Produced by Leonardo DiCaprio's Appian Way Productions, Dear Eleanor spins a slight yet nonetheless heartwarming tale, filtered through the warmth of early Sixties nostalgia and energized by sparky, charismatic performances from rising stars Isabelle Fuhrman and in particular Liane Liberato. Both horror movie veterans, the young leads seem eager to break away from the creepy characters they have played in the past. Their chemistry and infectious good spirits keep the movie consistently watchable in spite of a ramshackle plot. It is worth watching for Ellie and Max's impromptu dance tribute to Marilyn Monroe alone. Actor Kevin Connolly, best known for his role as 'E' on the popular HBO series and spin-off movie Entourage, has a parallel career as a director both on television and indie film including Whatever We Do (2003) and Gardener of Eden (2007).

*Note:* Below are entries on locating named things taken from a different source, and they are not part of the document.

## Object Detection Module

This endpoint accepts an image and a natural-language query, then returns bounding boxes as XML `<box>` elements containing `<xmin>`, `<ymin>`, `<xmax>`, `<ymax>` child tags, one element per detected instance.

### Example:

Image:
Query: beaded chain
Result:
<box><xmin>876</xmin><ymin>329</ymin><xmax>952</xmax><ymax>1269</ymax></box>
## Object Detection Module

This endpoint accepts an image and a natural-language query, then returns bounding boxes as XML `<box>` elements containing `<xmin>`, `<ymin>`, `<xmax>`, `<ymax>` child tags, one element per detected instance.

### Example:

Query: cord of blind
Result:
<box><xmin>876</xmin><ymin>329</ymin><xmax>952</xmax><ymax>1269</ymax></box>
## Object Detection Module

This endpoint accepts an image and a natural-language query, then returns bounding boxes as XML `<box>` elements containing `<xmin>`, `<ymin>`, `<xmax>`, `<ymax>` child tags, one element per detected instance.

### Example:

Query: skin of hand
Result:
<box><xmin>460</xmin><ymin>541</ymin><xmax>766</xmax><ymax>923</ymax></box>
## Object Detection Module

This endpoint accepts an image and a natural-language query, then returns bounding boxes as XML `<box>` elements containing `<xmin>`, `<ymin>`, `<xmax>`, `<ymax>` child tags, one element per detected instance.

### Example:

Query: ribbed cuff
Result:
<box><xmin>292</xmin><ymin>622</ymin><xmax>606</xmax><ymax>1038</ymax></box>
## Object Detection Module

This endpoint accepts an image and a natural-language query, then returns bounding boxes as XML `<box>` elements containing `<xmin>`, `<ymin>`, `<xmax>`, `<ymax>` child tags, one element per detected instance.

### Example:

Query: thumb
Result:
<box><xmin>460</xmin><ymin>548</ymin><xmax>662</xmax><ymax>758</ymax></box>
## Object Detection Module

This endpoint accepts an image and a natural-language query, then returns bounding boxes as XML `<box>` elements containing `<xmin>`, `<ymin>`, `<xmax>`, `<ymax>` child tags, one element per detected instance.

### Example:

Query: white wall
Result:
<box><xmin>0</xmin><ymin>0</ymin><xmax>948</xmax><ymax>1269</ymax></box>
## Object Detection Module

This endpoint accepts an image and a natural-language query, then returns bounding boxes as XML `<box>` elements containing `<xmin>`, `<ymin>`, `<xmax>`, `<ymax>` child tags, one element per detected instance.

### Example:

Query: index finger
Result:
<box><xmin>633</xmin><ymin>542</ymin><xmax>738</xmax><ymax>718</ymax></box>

Perhaps mindful of the dubious gender politics central to Entourage, Connolly latched onto a script that wears its feminist heart on its sleeve which is no bad thing.
Co-written by actress Aimee Garcia and Cecilia Contreras the film portrays its teen heroine as a believable hybrid of self-confidence and uncertainty and takes her on a road trip confronting contrasted incarnations of femininity. These range from the spiritual figurehead of pioneering social reformer Eleanor Roosevelt, the maternal warmth embodied by Ellie's late mother (Claire van der Boom) and a cameo from Ione Skye as a friendly stranger, the sensuality of Marilyn Monroe and Max's Aunt Daisy (Jessica Alba) who proves a hybrid of the latter two. Unfortunately the film fails to expound on Eleanor Roosevelt's significance as a feminist icon and champion of social reform in any meaningful way. In addition its concept of feminism does not amount to much more than rehashing a lot of Disneyesque clichés about friends sticking together and never giving up on their dreams. As a nostalgic comedy however Dear Eleanor packs no small amount of charm, landing likable characters in frequently funny situations. In particular a subplot wherein the girls end up sharing their car with Frank Morris (Josh Lucas), the same real-life escaped convict Clint Eastwood portrayed in Escape from Alcatraz (1979). Their awkward meal together in a diner observed by cops whilst bonding over quotes from the movies Sunset Boulevard (1950) and Night of the Hunter (1955) prove especially memorable. Meanwhile Jessica Alba enjoys her best role in years as a showgirl fallen on hard times and performs a splendidly sexy retro-Sixties styled dance routine.
Had its plot been tighter and feminist subtext more pointed Dear Eleanor could well have been a more substantial comedy-drama rather than merely a pleasant and engaging one. Even so Kevin Connolly – working with cinematographer Steven Fierberg – exhibits a keen eye for poetic visuals. What is more the film has a charmingly quirky sense of humour and Liana Liberato's nuanced turn wrings every ounce of emotion from the winning climax.